Les archives ont gardé la trace du premier syndicat crée en 1919 pour les employés de la Ville de Périgueux : il s'agit du « Groupe Amical des Employés de l'Octroi de la Ville de Périgueux ». Ses statuts, à la calligraphie élégante et penchée, fixent un but qui nous fait mesurer à quel point nous avons changé diamétralement d'époque : « Le but du Groupe comporte l'étude et la défense des intérêts économiques et moraux de la corporation (article 2) ».
Deux ans plus tard, en 1921, les statuts d'un nouveau syndicat sont déposés, le « Syndicat des Agents Municipaux et Départementaux de la Dordogne ». Confédéré, donc fidèle à la Charte d'Amiens et à la non politisation des mobilisations, ce syndicat adhère pleinement aux statuts de la CGT.
Le Congrès de Lille de décembre 1921 marquant la première scission de la CGT a eu des conséquences bien naturelles sur le maillage local des forces syndicales. En 1922, les statuts du « Syndicat unitaire du personnel municipal de Périgueux » sont déposés. Ce syndicat adhère aux statuts de la CGT unitaire (CGT-U) qui met en œuvre la doctrine communiste. En 1931 il deviendra le « Syndicat autonome des travailleurs municipaux de la Ville de Périgueux ».

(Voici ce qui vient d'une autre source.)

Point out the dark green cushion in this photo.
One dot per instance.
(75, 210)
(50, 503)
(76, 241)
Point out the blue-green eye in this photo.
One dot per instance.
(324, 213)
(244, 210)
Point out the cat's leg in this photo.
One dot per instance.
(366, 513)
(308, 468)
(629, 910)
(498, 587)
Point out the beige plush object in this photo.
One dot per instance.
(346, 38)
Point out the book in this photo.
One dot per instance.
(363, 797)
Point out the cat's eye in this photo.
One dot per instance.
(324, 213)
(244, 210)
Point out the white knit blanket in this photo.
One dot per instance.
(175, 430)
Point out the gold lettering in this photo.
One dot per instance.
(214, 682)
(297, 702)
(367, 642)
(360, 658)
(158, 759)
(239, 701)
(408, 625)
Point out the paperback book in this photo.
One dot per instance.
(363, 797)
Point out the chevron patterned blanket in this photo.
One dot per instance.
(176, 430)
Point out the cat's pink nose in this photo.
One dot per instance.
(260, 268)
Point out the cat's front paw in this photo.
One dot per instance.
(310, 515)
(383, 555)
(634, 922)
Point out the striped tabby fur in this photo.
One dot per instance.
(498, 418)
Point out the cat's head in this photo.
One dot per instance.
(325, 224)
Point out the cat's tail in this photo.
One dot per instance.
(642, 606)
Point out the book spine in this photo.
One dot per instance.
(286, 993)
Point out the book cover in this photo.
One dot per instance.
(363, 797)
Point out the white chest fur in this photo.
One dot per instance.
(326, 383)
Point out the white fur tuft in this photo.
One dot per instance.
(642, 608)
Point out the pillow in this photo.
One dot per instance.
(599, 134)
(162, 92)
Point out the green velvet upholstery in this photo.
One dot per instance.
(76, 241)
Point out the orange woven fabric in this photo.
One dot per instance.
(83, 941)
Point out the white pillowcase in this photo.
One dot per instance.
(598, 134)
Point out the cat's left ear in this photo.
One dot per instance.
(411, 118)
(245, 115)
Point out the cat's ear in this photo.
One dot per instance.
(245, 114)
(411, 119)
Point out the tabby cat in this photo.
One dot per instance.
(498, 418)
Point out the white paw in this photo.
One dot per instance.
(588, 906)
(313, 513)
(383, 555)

Les 2 courants - confédérés et unitaires - vont cohabiter dans la sphère syndicale locale jusqu'à l'année 1936 qui consacre leur fusion sous le nom de « Syndicat des travailleurs municipaux de la Ville de Périgueux ». Il ne s'agit en réalité que la conséquence du Congrès de la CGT à Toulouse, la même année, qui a acté le retour de la CGT-U dans le giron de la CGT.

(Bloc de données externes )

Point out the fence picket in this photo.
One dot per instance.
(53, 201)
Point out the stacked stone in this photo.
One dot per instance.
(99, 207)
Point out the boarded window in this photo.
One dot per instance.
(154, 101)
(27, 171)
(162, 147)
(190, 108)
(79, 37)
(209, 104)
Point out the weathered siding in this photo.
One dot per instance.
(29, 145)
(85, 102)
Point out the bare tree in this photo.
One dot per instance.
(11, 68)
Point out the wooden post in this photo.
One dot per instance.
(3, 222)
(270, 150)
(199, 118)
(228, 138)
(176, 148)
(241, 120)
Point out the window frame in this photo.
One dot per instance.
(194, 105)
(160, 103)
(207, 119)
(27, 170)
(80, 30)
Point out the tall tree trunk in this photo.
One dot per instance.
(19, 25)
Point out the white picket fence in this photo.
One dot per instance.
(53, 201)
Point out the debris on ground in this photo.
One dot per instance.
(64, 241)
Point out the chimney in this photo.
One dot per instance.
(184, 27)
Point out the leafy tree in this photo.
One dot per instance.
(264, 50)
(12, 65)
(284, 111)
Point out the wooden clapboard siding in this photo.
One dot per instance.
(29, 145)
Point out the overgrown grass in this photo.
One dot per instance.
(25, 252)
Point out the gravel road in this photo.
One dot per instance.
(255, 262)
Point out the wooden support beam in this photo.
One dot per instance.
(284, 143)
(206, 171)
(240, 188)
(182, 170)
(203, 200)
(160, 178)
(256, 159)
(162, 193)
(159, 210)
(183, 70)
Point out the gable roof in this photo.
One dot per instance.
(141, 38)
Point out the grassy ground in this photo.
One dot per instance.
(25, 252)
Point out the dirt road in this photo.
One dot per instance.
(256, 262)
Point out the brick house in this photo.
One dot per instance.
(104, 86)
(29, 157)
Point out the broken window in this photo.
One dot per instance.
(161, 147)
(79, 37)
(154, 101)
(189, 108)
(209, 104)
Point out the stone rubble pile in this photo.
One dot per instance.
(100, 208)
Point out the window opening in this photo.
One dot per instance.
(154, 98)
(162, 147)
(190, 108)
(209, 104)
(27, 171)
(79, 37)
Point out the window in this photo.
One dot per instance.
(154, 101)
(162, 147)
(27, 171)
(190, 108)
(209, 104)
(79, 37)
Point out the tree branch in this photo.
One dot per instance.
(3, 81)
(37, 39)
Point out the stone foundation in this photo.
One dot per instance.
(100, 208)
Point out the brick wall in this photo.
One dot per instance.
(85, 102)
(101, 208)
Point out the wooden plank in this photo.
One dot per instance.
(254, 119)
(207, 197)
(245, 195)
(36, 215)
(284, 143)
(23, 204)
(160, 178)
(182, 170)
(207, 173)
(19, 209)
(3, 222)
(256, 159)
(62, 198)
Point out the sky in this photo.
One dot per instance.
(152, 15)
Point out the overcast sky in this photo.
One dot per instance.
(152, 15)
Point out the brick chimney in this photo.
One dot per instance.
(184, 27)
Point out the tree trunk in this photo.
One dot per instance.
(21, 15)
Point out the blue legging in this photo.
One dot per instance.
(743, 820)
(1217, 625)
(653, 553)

Au-delà des désaccords qui furent réels, jusqu'à être clivants, il est intéressant de relever le champ lexical commun des statuts des différentes organisations syndicales qui se sont succédées ou côtoyées, la preuve que l'essentiel était partagé. L'article 2 des statuts de 1936 (réunification de la CGT locale) en livre la synthèse la plus complète :
« Le syndicat a pour objet de resserrer les liens de fraternité et de solidarité qui doivent unir tous ses membres et d'arriver au maximum d'amélioration et de leur situation morale et matérielle.

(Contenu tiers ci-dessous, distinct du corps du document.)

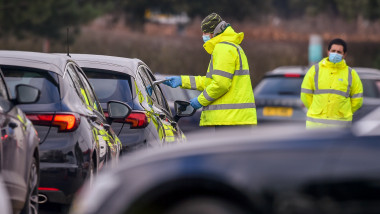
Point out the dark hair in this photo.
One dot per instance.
(338, 41)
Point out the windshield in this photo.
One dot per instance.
(109, 85)
(279, 86)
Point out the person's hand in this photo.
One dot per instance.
(173, 81)
(149, 89)
(195, 103)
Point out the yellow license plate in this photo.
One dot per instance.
(278, 111)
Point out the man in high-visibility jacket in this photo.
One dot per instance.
(227, 96)
(331, 90)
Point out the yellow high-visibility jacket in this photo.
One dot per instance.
(227, 94)
(332, 92)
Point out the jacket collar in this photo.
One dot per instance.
(340, 65)
(229, 35)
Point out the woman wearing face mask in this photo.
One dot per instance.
(331, 90)
(227, 96)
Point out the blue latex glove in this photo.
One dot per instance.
(195, 103)
(173, 81)
(149, 89)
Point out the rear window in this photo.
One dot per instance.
(371, 88)
(109, 85)
(279, 86)
(45, 81)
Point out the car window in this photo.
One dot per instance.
(279, 86)
(3, 89)
(90, 95)
(146, 81)
(110, 85)
(44, 80)
(371, 88)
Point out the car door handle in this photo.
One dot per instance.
(13, 125)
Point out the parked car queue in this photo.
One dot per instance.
(74, 139)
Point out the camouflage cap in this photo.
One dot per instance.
(210, 22)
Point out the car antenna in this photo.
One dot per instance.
(67, 42)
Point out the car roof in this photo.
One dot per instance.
(288, 70)
(113, 63)
(45, 61)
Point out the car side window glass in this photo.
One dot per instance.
(146, 82)
(77, 83)
(3, 89)
(91, 96)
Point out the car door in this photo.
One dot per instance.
(106, 134)
(165, 128)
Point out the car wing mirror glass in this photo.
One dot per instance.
(118, 110)
(27, 94)
(183, 109)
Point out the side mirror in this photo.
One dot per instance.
(118, 110)
(183, 109)
(27, 94)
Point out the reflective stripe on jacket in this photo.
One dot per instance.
(227, 94)
(332, 93)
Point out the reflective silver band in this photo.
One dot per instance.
(307, 91)
(330, 91)
(357, 95)
(222, 73)
(207, 96)
(229, 106)
(193, 84)
(332, 122)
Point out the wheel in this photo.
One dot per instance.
(31, 202)
(205, 205)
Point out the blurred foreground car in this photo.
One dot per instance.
(19, 153)
(75, 138)
(187, 124)
(247, 171)
(5, 206)
(151, 123)
(277, 95)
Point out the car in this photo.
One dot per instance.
(277, 96)
(19, 148)
(5, 205)
(187, 124)
(151, 123)
(252, 170)
(370, 78)
(76, 140)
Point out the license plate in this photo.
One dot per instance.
(278, 111)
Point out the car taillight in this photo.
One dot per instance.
(66, 122)
(292, 75)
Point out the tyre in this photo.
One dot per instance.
(31, 202)
(205, 205)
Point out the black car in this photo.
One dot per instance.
(268, 169)
(19, 152)
(277, 96)
(151, 123)
(187, 124)
(76, 140)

À cet effet, son but est d'étudier et de faire aboutir les revendications d'ordre général concernant l'ensemble des salariés municipaux. Le syndicat se réserve le droit d'entreprendre toute campagne utile à l'amélioration des rouages administratifs pouvant apporter un bien être général à ses membres, et à la collectivité.
Il adhère pleinement et loyalement aux statuts de la CGT. »
Le démon du syndicalisme n'en restera toutefois pas là. La CGT connaîtra sur le plan national deux autres scissions, une en 1939, l'autre en 1947. Cette dernière conduira la CGT restée fidèle à la Charte d'Amiens à fonder en 1948 la « Confédération Générale du Travail - Force Ouvrière » (CGT-FO), le vrai nom de Force Ouvrière.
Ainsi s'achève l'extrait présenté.